Ankara Dayanışma Akademisi (ADA) 2017-2018 akademik yılı açılış dersi açlık grevindeki eğitimciler Nuriye Gülmen ve Semih Özakça mesajlarıyla başladı.
Gazete Duvar’ın haberine göre; ihraç edilen akademisyenlerin oluşturduğu akademinin yeni yıldaki ilk dersi Ankara İTÜ Evi’nde gerçekleşti. Sosyolog yazar İsmail Beşikçi’nin konuk olduğu ilk dersin konusu “Bilim Yönetimi, Kürtler, Ermeniler, Aleviler…” olarak belirlendi.
‘Bugün daha antidemokratik bir dönem’
25 Temmuz 1970 yılında Erzurum Atatürk Üniversitesi’nde asistanken masasına bırakılan zarf ile görevine son verildiğini aktaran İsmail Beşikçi, “Bugün o döneme nazaran daha antidemokratik bir dönem.
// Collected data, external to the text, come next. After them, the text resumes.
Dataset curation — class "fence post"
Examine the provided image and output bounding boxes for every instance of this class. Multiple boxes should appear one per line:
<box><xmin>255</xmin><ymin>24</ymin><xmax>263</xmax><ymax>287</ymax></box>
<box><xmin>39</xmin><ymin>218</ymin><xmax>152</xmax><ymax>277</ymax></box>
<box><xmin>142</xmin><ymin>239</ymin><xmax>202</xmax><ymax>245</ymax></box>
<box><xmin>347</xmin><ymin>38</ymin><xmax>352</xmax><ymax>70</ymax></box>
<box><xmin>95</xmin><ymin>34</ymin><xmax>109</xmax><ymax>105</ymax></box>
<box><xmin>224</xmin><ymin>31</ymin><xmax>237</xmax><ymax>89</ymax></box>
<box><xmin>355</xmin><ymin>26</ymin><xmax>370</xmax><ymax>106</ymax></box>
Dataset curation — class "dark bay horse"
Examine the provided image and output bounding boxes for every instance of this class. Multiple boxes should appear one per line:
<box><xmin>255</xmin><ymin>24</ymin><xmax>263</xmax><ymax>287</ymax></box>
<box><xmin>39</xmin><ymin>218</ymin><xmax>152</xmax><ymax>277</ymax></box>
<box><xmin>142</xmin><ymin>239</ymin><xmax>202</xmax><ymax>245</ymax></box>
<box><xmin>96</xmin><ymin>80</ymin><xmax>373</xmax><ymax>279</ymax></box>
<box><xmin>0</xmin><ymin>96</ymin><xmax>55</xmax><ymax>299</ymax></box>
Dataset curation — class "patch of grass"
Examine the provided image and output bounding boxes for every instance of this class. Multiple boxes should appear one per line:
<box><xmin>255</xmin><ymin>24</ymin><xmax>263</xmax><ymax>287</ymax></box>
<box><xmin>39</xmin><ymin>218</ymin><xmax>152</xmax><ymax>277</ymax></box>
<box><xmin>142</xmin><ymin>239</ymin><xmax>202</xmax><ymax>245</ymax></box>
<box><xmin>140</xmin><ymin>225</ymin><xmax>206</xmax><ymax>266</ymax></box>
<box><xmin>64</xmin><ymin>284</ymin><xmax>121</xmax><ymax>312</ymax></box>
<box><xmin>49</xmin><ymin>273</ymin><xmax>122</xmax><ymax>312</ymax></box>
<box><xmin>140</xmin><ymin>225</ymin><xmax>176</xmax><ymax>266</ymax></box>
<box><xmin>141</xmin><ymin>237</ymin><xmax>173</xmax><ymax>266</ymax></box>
O dönemde Ankara’da hakimler var deniyordu. Şimdi Ankara’da hakimler yok” dedi.
İsmail Beşikçi’nin konuşmasından satırbaşları şöyle;
‘Üniversite ifade özgürlüğünü hiç savunmamıştır’
Bilim üretmenin temel koşulu ifade özgürlüğüdür. Sadece bilimin değil demokrasinin de temel koşuludur bu. Üniversite ifade özgürlüğünü hiç savunmamıştır. Rektör adaylarının hiçbirisi ‘ifade özgürlüğünün savunulması için çaba göstereceğiz’ açıklaması yapmamıştır. Eğer ifade özgürlüğü siyasal hayatta kurumsallaşmamışsa akademik özgürlüğün hiçbir değeri yoktur. İstediğin kadar profesör ol, Ermenilerle, Alevilerle ilgili bir şey söylediğinde soruşturmayla karşı karşıya kalırsın.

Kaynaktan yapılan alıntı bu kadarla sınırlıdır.